Spectral diagonal ensemble Kalman filters

TL;DR

This paper introduces a spectral diagonal ensemble Kalman filter that improves covariance approximation by using spectral basis diagonalization, with extensions to wavelets for non-homogeneous fields, and demonstrates efficiency in high-dimensional data assimilation.

Contribution

It develops a novel spectral basis approach for ensemble Kalman filtering, enhancing covariance approximation and extending to wavelet bases for complex fields.

Findings

Improved covariance approximation when the true covariance is diagonal in spectral basis.

Efficient implementation using FFT and DWT for high-dimensional data.

Successful application to Lorenz 96 and shallow water equations with small ensembles.

Abstract

A new type of ensemble Kalman filter is developed, which is based on replacing the sample covariance in the analysis step by its diagonal in a spectral basis. It is proved that this technique improves the aproximation of the covariance when the covariance itself is diagonal in the spectral basis, as is the case, e.g., for a second-order stationary random field and the Fourier basis.
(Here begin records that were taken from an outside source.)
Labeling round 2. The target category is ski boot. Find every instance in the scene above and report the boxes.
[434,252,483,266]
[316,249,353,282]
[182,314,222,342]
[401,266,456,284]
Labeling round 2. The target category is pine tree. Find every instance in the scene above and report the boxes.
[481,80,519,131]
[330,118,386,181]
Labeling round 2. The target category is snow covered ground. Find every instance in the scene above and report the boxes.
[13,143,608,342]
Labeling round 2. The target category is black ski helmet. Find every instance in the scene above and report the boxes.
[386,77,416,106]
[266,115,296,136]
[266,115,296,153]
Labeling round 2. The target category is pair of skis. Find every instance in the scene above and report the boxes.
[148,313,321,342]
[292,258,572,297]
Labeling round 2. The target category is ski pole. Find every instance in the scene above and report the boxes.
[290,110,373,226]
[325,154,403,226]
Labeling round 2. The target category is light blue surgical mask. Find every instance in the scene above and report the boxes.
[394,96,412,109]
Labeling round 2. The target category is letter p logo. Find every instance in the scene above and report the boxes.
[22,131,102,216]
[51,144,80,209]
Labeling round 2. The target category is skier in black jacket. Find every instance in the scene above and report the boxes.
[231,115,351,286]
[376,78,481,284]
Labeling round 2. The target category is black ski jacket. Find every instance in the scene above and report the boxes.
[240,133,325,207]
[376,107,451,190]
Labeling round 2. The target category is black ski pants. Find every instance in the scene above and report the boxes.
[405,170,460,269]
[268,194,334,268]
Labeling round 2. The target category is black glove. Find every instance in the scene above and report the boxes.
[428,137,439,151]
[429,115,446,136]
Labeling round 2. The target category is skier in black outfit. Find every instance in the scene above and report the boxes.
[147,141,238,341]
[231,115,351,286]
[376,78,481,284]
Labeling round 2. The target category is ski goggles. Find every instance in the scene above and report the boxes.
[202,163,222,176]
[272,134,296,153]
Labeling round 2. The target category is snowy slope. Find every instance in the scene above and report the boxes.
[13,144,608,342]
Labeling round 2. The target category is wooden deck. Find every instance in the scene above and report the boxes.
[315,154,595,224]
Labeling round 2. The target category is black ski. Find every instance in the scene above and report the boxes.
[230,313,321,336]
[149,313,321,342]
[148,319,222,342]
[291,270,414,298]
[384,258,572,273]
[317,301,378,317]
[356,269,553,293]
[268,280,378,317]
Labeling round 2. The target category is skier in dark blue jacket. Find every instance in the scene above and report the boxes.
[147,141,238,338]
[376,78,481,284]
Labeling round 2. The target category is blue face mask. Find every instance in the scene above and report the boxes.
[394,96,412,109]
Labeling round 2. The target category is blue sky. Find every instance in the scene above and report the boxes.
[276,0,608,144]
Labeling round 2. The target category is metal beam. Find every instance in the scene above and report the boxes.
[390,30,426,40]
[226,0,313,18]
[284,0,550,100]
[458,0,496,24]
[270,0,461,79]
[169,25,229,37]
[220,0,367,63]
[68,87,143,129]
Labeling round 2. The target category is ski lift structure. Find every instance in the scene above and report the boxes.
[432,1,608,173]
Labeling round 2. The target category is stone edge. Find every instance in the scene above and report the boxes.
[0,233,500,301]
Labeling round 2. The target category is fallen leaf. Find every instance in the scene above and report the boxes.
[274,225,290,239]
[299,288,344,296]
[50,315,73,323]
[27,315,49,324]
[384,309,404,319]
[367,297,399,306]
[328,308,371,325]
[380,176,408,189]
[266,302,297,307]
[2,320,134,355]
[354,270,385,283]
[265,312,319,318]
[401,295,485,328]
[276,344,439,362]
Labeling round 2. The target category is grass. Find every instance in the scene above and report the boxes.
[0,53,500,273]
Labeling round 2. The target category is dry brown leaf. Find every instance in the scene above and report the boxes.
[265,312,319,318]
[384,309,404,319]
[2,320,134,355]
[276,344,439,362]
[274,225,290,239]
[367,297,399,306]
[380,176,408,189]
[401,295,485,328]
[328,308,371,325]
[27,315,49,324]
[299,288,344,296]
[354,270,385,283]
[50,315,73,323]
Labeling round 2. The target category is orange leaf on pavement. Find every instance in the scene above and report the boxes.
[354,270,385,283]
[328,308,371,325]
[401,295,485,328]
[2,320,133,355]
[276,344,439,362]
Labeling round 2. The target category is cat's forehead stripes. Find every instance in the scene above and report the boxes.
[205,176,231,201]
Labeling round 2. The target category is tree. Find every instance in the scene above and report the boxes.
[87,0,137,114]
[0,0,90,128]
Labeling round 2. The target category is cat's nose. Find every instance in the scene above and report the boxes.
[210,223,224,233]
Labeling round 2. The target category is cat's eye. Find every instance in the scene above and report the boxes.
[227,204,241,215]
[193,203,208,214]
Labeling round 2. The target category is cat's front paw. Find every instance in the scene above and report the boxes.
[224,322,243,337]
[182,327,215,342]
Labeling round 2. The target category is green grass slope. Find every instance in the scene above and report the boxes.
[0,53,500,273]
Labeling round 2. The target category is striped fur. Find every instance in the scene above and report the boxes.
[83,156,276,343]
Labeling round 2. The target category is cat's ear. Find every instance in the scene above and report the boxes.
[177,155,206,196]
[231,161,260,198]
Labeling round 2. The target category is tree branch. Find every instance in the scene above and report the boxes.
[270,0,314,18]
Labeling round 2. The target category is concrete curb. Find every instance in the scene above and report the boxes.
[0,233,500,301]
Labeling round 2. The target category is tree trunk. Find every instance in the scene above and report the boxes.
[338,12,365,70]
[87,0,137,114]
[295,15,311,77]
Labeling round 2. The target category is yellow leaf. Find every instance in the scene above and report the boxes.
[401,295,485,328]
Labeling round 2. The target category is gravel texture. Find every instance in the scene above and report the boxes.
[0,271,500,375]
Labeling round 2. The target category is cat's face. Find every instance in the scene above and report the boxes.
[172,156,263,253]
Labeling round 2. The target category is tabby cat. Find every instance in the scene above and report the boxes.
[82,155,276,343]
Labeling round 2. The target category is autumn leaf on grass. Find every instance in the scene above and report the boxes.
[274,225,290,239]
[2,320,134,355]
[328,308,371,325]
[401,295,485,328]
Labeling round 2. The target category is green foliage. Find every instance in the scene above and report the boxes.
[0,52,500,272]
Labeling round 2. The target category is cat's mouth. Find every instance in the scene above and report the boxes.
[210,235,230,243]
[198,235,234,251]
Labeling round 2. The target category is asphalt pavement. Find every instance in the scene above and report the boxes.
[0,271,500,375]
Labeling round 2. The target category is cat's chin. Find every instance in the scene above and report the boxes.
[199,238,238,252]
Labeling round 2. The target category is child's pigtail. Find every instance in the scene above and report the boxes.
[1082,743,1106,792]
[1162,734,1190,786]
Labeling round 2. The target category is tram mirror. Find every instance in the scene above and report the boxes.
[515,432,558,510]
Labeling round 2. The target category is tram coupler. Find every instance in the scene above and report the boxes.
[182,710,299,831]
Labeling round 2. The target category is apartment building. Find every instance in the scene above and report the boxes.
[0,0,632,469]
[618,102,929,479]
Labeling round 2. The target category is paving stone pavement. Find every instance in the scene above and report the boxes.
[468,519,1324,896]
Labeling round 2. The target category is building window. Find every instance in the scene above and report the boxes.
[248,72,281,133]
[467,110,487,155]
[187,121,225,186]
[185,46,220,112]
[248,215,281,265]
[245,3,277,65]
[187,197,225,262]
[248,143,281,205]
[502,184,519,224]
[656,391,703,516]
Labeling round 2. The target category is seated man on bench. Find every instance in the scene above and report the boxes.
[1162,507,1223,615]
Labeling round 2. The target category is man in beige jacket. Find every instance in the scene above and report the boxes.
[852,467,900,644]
The method is extended by wavelets to the case when the state variables are random fields, which are not spatially homogeneous. Efficient implementations by the fast Fourier transform (FFT) and discrete wavelet transform (DWT) are presented for several types of observations, including high-dimensional data given on a part of the domain, such as radar and satellite images. Computational experiments confirm that the method performs well on the Lorenz 96 problem and the shallow water equations with very small ensembles and over multiple analysis cycles.